While in an age of open banking and greater data sharing the big credit reference agencies are not quite the sole gatekeepers they may once have been, there is still plenty to be said for taking out a credit card, using it a bit, and keeping to the repayments to build your credit history.
There is the chance that if your credit history is a blank page then you may not get the first credit card you apply for or may have to settle for a credit builder card or one with a higher interest rate, but this is not a problem provided you pay it off.
This is Money previously ran through some credit cards which may be an option for beginners here.
Being at university when you apply leaves you with plenty of other questions too, particularly if you split your time between university and going home during the holidays.
Which address do you put on, do you describe yourself as renting or living with your parents, do you include your student loan in your household income?
According to credit report provider TotallyMoney, when it comes to your address you should go with the one where you have the most credit history.
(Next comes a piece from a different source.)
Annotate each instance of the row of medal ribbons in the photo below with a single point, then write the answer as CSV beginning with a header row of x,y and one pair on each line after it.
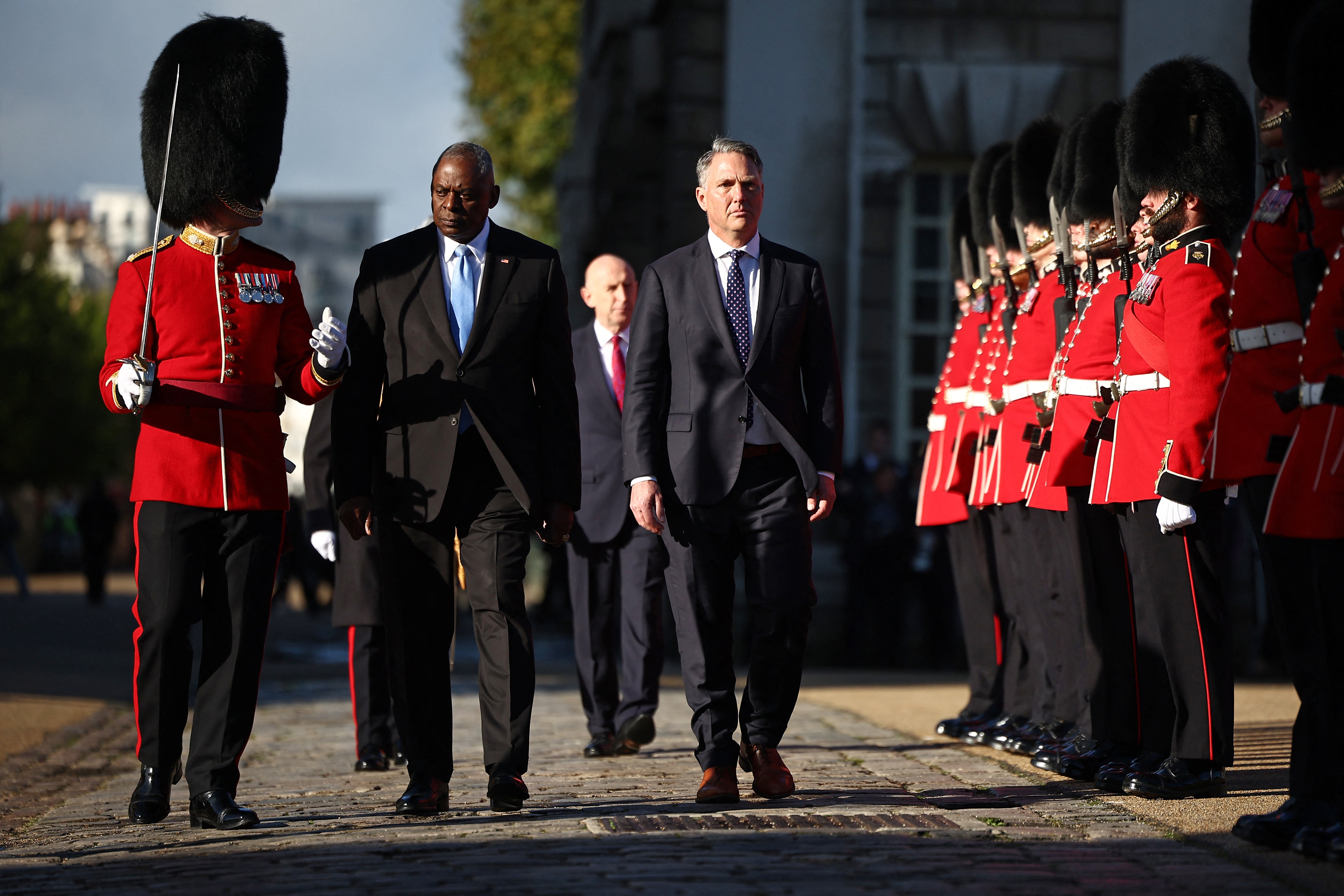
x,y
260,288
While you might think you might not have a great deal if you’re applying for your first credit card, if you’ve ever registered on the electoral roll, opened a bank account, taken out a mobile phone contract or used something like Klarna, then you will have a credit history at whichever address you’ve put on those applications.
Comparison website MoneySupermarket and credit card provider American Express both also recommended using the same address you have used if you have registered onto the electoral roll.
If you’re not sure what any of those may be, then you can check your actual credit report to see where they have been registered.
This is Money previously covered how to check your credit report and what to look out for when checking your financial CV for the first time.
If that ends up being your home address, or your parent’s address, then you should describe yourself as living with your parents.
When it comes to sections on household income, or accommodation costs in the form of rent while you’re at university, some lenders will count student loans and grants towards your income, according to Totally Money.
There’s also a possibility that given the relatively small amounts you receive from student finance, compared to a salary from full-time employment, you might not be eligible for many mainstream credit cards.
Though you can do something called a soft search or use an eligibility checker to see what your chances are based on the figures you’ve supplied, which doesn’t affect your credit score.
It means you might be better off trying for a student credit card, if the provider of your student bank account offers one.
According to personal finance site Moneycomms, HSBC, NatWest, RBS and TSB currently offer credit cards specifically aimed at students, provided you bank with them.
This is Money previously covered the best student bank accounts in August around the time of A Level results day.
The cards often come with quite low credit limits, which is not surprising, and given the sizeable interest-free overdrafts you can get it’s a far better idea to use those first rather than reach for your credit card.